I shook my head. ”I’m looking for a guy named Wilfred Pomeroy,“ I said.
She had no reaction. She didn’t care if I was looking for Wilfred Pomeroy or not.
”Know him?“ I said.
”Yuh.“
”Know where I can find him?“
”Yuh.“
”Where?“
She simply shook her head.
”Owe him money,“ I said. ”I’m looking to pay him.“
She looked across at the two fat guys drinking bourbon and ginger ale. Both of them wore highlaced leather boots. The steel toe of one showed through where the pale leather had worn away.
”Guy here says he owes Wilfred Pomeroy money,“ she said. The wheeze rattled in her chest. Her cigarette had burned down close to her lips. She spat it on the floor and let it smolder there while she got another one out of the pocket of her shapeless cotton dress. She lit it.
The guy in the ”Day-Glo“ cap said, ”Shit.“ Nobody else said anything.
”You’re not buying that?“ I said.
The other guy at the table said, ”Wilfred never done nothing that anyone would owe him money for, mister.“
The guy in the ”Day-Glo“ cap spat against the stove.

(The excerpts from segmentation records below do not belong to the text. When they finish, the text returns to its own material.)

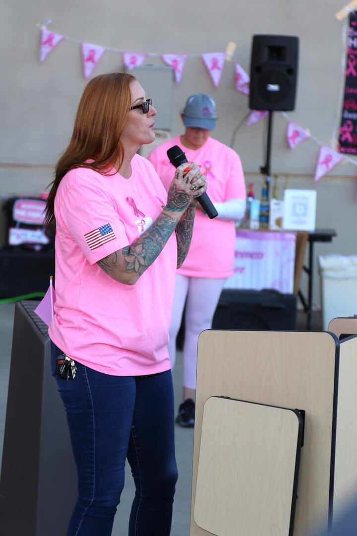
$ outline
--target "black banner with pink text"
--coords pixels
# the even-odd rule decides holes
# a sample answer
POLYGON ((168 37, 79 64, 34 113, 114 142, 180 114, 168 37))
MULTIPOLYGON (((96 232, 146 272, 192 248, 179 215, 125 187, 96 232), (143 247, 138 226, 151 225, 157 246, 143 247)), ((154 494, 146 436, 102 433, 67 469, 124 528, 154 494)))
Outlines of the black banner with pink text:
POLYGON ((338 139, 340 153, 357 154, 357 11, 350 14, 345 98, 338 139))

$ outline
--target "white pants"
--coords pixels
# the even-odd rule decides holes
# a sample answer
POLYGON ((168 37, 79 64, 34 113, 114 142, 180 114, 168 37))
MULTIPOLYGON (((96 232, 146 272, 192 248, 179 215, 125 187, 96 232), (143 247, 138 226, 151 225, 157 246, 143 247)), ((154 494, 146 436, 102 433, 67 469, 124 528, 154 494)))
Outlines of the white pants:
POLYGON ((225 279, 186 277, 179 274, 176 276, 168 349, 171 367, 173 368, 176 337, 181 325, 186 301, 185 341, 183 351, 183 386, 189 389, 196 389, 199 336, 204 330, 211 327, 213 316, 225 281, 225 279))

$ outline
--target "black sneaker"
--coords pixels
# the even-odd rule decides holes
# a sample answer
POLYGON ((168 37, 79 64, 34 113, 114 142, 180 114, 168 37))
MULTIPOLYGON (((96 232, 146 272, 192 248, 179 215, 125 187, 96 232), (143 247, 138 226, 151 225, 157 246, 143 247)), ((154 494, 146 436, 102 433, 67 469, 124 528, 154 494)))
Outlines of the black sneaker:
POLYGON ((185 428, 195 426, 195 403, 192 398, 187 398, 180 405, 176 422, 185 428))

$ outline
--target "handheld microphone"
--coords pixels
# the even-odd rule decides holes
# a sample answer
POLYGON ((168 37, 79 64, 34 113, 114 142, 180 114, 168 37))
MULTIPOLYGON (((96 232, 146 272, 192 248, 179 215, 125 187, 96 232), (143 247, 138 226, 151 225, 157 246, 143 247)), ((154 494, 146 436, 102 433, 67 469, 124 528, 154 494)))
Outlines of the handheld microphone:
MULTIPOLYGON (((188 162, 186 155, 181 148, 178 145, 174 145, 170 147, 166 151, 169 160, 175 167, 178 167, 181 164, 184 164, 188 162)), ((201 207, 206 213, 209 218, 211 220, 216 216, 218 216, 218 213, 216 210, 214 205, 206 192, 204 192, 201 196, 197 198, 197 200, 201 205, 201 207)))

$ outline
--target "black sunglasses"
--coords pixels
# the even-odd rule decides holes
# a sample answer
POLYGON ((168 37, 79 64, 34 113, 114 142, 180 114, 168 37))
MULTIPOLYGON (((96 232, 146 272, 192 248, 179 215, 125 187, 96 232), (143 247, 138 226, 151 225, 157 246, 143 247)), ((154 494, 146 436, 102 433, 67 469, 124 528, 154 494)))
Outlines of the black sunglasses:
POLYGON ((149 106, 151 106, 151 99, 147 99, 145 102, 142 102, 141 104, 138 104, 136 106, 132 106, 130 110, 131 111, 132 110, 135 110, 136 108, 141 108, 143 114, 147 114, 149 111, 149 106))

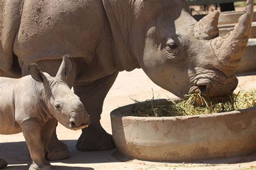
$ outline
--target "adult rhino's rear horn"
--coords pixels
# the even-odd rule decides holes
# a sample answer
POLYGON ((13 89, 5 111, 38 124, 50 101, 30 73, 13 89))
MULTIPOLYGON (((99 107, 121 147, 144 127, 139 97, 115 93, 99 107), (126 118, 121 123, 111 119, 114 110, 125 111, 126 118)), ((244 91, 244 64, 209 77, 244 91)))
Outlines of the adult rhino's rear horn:
POLYGON ((220 13, 214 11, 194 25, 194 36, 199 39, 209 40, 219 36, 218 22, 220 13))
POLYGON ((253 17, 253 0, 247 0, 245 13, 241 16, 234 30, 211 41, 215 56, 227 74, 233 73, 243 55, 249 38, 253 17))

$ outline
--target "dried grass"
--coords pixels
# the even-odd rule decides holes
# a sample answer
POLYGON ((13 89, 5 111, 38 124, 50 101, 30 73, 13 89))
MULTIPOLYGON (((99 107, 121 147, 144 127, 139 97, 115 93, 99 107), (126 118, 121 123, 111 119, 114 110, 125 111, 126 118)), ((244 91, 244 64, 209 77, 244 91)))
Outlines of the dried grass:
POLYGON ((132 110, 124 115, 139 117, 169 117, 199 115, 245 109, 256 106, 256 89, 242 90, 224 97, 207 97, 201 94, 186 95, 179 101, 170 102, 169 105, 159 105, 154 97, 151 100, 139 102, 132 110))

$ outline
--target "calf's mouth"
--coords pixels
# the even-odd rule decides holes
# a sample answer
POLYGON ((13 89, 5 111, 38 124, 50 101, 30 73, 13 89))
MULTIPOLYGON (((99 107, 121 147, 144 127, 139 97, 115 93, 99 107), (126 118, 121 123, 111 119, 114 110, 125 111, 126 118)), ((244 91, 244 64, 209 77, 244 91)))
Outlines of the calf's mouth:
POLYGON ((76 127, 76 124, 73 122, 71 122, 69 124, 69 128, 70 128, 70 129, 73 130, 78 130, 87 128, 89 126, 90 123, 91 123, 91 122, 88 122, 88 123, 82 123, 79 126, 76 127))

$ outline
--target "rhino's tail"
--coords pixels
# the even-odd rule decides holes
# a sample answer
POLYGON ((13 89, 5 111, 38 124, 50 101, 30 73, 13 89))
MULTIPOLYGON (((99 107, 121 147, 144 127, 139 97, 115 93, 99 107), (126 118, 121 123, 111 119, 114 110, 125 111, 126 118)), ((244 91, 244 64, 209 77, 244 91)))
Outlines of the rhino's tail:
POLYGON ((0 159, 0 169, 3 169, 7 167, 8 164, 3 159, 0 159))
POLYGON ((13 44, 18 31, 24 0, 0 0, 0 74, 17 77, 21 75, 13 44), (2 74, 1 73, 2 72, 2 74))

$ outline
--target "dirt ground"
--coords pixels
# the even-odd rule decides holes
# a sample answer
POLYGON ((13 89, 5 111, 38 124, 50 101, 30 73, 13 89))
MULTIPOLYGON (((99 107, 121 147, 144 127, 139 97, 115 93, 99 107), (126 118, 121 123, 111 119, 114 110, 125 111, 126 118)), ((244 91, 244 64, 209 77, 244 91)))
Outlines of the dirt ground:
MULTIPOLYGON (((256 88, 256 73, 239 77, 239 86, 256 88)), ((101 123, 105 129, 111 133, 109 114, 117 107, 133 103, 130 98, 145 100, 154 96, 160 98, 174 97, 169 92, 154 84, 141 69, 122 72, 109 92, 104 103, 101 123)), ((129 160, 120 155, 116 150, 80 152, 75 146, 80 131, 73 131, 59 125, 59 139, 68 145, 70 158, 52 162, 56 169, 256 169, 256 153, 242 156, 194 162, 154 162, 129 160)), ((0 158, 9 163, 7 169, 27 169, 28 151, 22 133, 0 135, 0 158)))

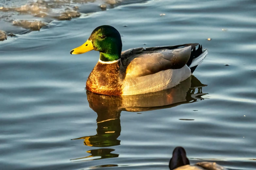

It sizzled for a minute and then everything was quiet again.
”You from Boston or New York?“ the other guy said.
”Boston,“ I said.
”How much that fancy jacket cost you?“
”DayGlo“ said. At 9:50 in the morning he was already a little glassy-eyed. I was wearing jeans and a leather jacket, and in Tunnys Grill I felt like Little Lord Fauntleroy.
”Free,“ I said. ”I took it away from a loudmouth in a barroom.“
”Day-Glo’s“ brow furrowed for a minute while he thought about that.
”You think you’re funny?“ he said.
”No,“ I said, ”I think you’re funny. You know where I can find Wilfred Pomeroy, or not?“
”Maybe you want to get your wise city-boy ass stomped.“
”Don’t be a dope,“ I said. ”You’re half gassed already and you’re fifty pounds out of shape.“
”Day-Glo“ looked at his pal.
”You want to show this city mister something?“ His pal was looking at me thoughtfully, or what passed for thoughtfully in Waymark. Then he made a dismissive gesture with his left hand.
”Fuck him, Francis.“
The woman at the bar said, ”You gonna buy something or not? If you ain’t I don’t want you loitering around my bar.“
I looked around at the three of them, slowly. ”Have a nice day,“ I said, and departed haughtily. Mr. Charm, smooth-talking the bumpkins.